In application, the camera system could be configured to deliver full fidelity images of up to 800×600 to local recording at 30 fps. Simultaneously, the system could be configured record a large format image from each of the imaging chips stitched together to form a full panoramic image. In addition the system may provide a standard video image to a remote live viewer at the bandwidth dependent rate. Remote viewers with appropriate management authorization will have the capability to adjust tilt, pan and zoom settings for both the live and recorded data.

It is well known in the prior art how to use refractor lenses and a coded spatial filter in conjunction with high-pixel count imaging chips to implement a computational imaging system. It is not well known how to use a reflector lens with a spatial or wave-based filter machined or cast into the surface of the reflector as a basis for a computational imaging system.

It is well known in the prior art of video recording how to collect video data via a camera. It is also well known in the prior art how to store this data locally and how to stream video back to a location using a wired or wireless capability. What is not well known is how to disseminate alert or warning information in an environment where only minimal wireless networks have coverage.
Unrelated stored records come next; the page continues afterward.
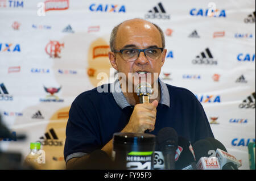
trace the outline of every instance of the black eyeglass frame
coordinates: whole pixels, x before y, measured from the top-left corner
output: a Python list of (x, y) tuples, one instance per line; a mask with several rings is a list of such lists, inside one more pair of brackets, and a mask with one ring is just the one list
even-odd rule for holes
[(144, 55), (147, 58), (147, 56), (146, 55), (145, 53), (145, 51), (151, 49), (159, 49), (161, 50), (161, 53), (163, 53), (163, 48), (159, 48), (159, 47), (151, 47), (151, 48), (146, 48), (146, 49), (136, 49), (136, 48), (127, 48), (127, 49), (121, 49), (120, 50), (114, 50), (113, 52), (114, 53), (121, 53), (122, 54), (122, 56), (123, 56), (123, 52), (124, 50), (139, 50), (139, 53), (138, 53), (138, 57), (137, 58), (139, 57), (139, 54), (141, 54), (141, 52), (143, 52), (144, 53)]

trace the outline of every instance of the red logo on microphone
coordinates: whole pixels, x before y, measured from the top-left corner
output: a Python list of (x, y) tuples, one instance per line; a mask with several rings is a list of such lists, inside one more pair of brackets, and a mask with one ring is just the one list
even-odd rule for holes
[(60, 44), (57, 41), (50, 41), (46, 47), (46, 53), (49, 54), (51, 58), (60, 58), (59, 54), (61, 47), (64, 48), (64, 43)]

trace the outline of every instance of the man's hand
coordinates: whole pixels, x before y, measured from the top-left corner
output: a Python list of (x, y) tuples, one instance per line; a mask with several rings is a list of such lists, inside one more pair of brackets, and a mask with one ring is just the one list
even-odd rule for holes
[(144, 133), (147, 129), (154, 131), (158, 105), (156, 100), (152, 103), (136, 104), (129, 122), (122, 132)]

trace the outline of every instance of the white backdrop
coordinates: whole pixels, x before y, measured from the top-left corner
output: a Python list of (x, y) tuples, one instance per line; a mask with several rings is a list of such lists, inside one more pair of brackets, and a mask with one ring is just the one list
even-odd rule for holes
[(27, 135), (20, 142), (1, 139), (1, 149), (24, 158), (30, 142), (39, 141), (44, 168), (64, 169), (70, 106), (96, 86), (98, 73), (110, 75), (113, 27), (140, 18), (165, 32), (160, 78), (197, 96), (216, 138), (249, 169), (247, 145), (255, 135), (255, 6), (253, 0), (0, 0), (0, 113), (14, 134)]

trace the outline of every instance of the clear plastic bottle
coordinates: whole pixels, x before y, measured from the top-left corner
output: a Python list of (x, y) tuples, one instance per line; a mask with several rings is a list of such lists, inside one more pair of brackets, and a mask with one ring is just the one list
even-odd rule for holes
[(34, 169), (40, 169), (40, 164), (45, 163), (44, 151), (40, 150), (40, 142), (30, 143), (30, 152), (26, 157), (24, 166)]

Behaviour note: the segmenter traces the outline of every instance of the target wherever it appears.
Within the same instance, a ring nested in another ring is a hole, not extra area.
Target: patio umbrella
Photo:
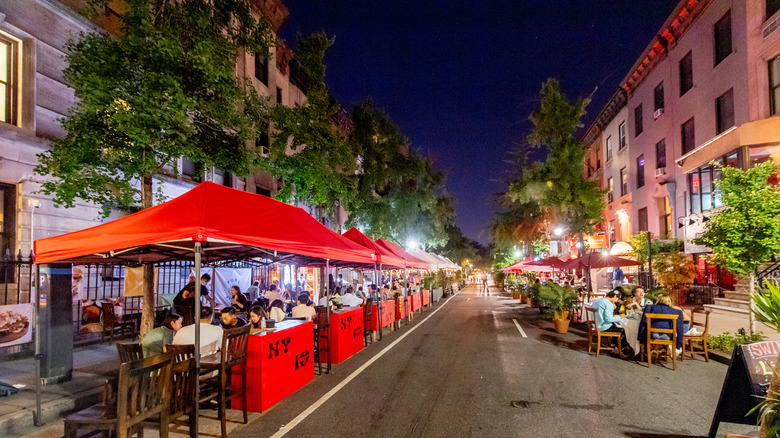
[[[578,259],[565,262],[564,269],[600,269],[615,268],[618,266],[637,266],[640,263],[634,260],[615,257],[609,254],[590,252]]]

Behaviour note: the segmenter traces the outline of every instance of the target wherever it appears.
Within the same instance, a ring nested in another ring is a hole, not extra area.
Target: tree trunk
[[[748,303],[750,305],[750,312],[748,312],[748,320],[750,321],[751,335],[756,332],[756,318],[753,316],[753,294],[755,292],[756,292],[756,271],[754,269],[750,271],[750,296],[748,297]]]
[[[152,176],[141,177],[141,208],[146,210],[152,206]],[[143,338],[154,328],[154,266],[144,264],[144,295],[141,308],[140,336]]]

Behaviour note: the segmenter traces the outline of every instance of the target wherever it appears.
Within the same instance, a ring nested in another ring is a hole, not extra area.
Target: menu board
[[[709,436],[716,436],[721,422],[756,424],[757,413],[748,415],[748,412],[766,396],[778,354],[778,341],[756,342],[734,349]]]

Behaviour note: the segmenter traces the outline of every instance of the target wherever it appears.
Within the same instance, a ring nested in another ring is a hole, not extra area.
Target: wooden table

It is also not well known how to store video images by storing a complex data structure that includes full panoramic images stored at a detection rate and larger images of each alert stored at the alert monitoring rate. Video transmitted to remote live monitors is usually sized and updated at a frame rate to fit the available bandwidth, but is not stored. A remote viewer that asks to review previously transmitted video can ask to have the video retransmitted and the system will recreate the video stream from the higher fidelity alert video locally stored.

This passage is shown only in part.